Le 5 décembre 1945, cinq bombardiers-torpilleurs TBM Avenger quittent Fort Lauderdale pour un vol d'entraînement à la navigation au-dessus de l'Atlantique. Aucun ne revient. Un hydravion Martin Mariner envoyé à leur recherche disparaît également, avec ses treize hommes d'équipage. Vingt-sept hommes perdus en un seul après-midi, et l'incident devient le récit fondateur du Triangle des Bermudes.
Ce qui s'est passé
La patrouille, menée par un instructeur expérimenté encadrant des élèves, achève son exercice de bombardement et vire pour l'étape suivante. Les transmissions radio enregistrées montrent le chef de patrouille se convainquant que son compas est défaillant et qu'il survole les Keys de Floride — au sud de sa position réelle.
Croyant se trouver dans le golfe du Mexique, il met le cap au nord-est pour rejoindre la Floride continentale. Il était en fait déjà au-dessus de l'Atlantique, à l'est de la Floride, et ce cap a éloigné la patrouille vers le large.

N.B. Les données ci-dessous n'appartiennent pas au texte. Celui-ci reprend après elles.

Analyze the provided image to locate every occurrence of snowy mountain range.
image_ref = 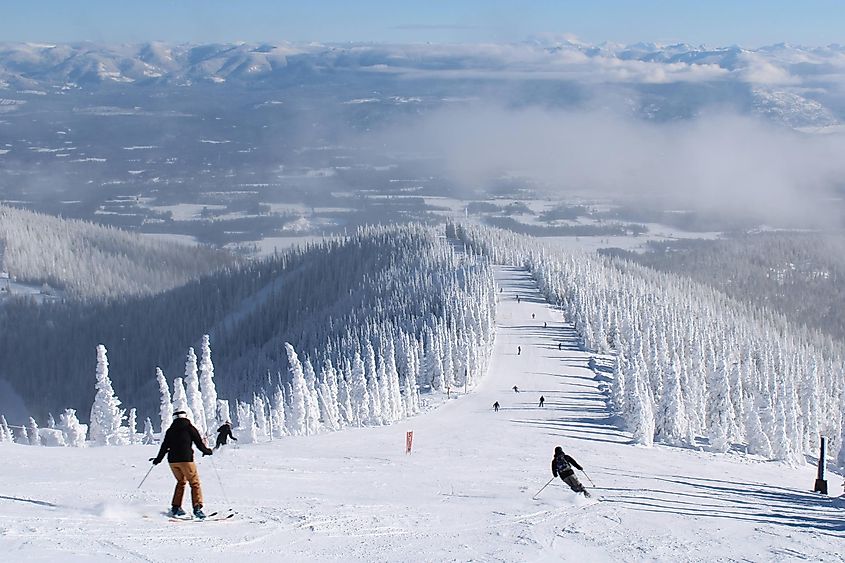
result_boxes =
[0,40,845,127]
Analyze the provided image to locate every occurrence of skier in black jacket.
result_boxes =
[214,420,238,450]
[552,446,590,497]
[150,411,214,519]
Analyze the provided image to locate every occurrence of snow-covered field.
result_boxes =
[0,267,845,561]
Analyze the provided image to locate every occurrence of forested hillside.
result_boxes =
[0,226,495,428]
[454,227,845,464]
[606,232,845,340]
[0,205,234,300]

Les transmissions enregistrent une météo qui se dégrade, une lumière déclinante et un désaccord au sein de la patrouille — on entend au moins un élève suggérer de virer à l'ouest. Sous discipline militaire, la patrouille est restée avec son chef. Ils ont volé jusqu'à la panne sèche et se sont abîmés en pleine mer, de nuit, par forte houle.
L'appareil de secours
Le Mariner disparu pendant les recherches est un cas distinct, et il a une explication. Les Mariner étaient surnommés « réservoirs volants » en raison de leur tendance à accumuler des vapeurs de carburant dans la coque. Un navire marchand présent dans la zone a signalé une explosion et une nappe d'hydrocarbures au moment approximatif où l'appareil s'y serait trouvé. Aucune épave n'a été récupérée, mais une explosion de vapeurs est parfaitement compatible avec l'observation.
Pourquoi rien n'a été retrouvé
Les recherches ont couvert pendant des jours une très vaste zone de l'Atlantique et du golfe du Mexique. Les Avenger étaient des appareils lourds qui coulaient vite, amerrissant de nuit par grosse mer à des positions inconnues dont la patrouille elle-même n'était pas sûre. En 1945, on ne pouvait pas fouiller les fonds.
Comment c'est devenu le Triangle des Bermudes
L'histoire a été racontée au fil des décennies en retranchant les éléments banals : la confusion sur le compas, la météo, l'état du carburant, le fait que le chef de patrouille était en désaccord assumé avec ses propres instruments. Il restait cinq appareils disparus par temps clair sans raison, plus un avion de secours disparu à leur suite.
Les récits populaires des années 1950 et 1960 ont bâti le Triangle des Bermudes sur ce cadrage. Les analyses ultérieures — la plus systématique étant celle de l'auteur Larry Kusche, revenu aux documents d'origine — ont établi que bien des disparitions « inexpliquées » attribuées à la zone avaient des causes prosaïques documentées à l'époque, s'étaient produites hors de la région, ou dans certains cas ne s'étaient jamais produites.
Les analyses statistiques modernes, y compris celles d'assureurs, ne relèvent aucun taux de pertes supérieur dans la zone par rapport à des étendues océaniques comparables très fréquentées. Le rapport de la Marine sur le vol 19 concluait à une cause inconnue, ce qui était exact en 1945 — mais « cause inconnue » n'est pas « inexplicable », et le trafic radio enregistré rend la séquence raisonnablement claire.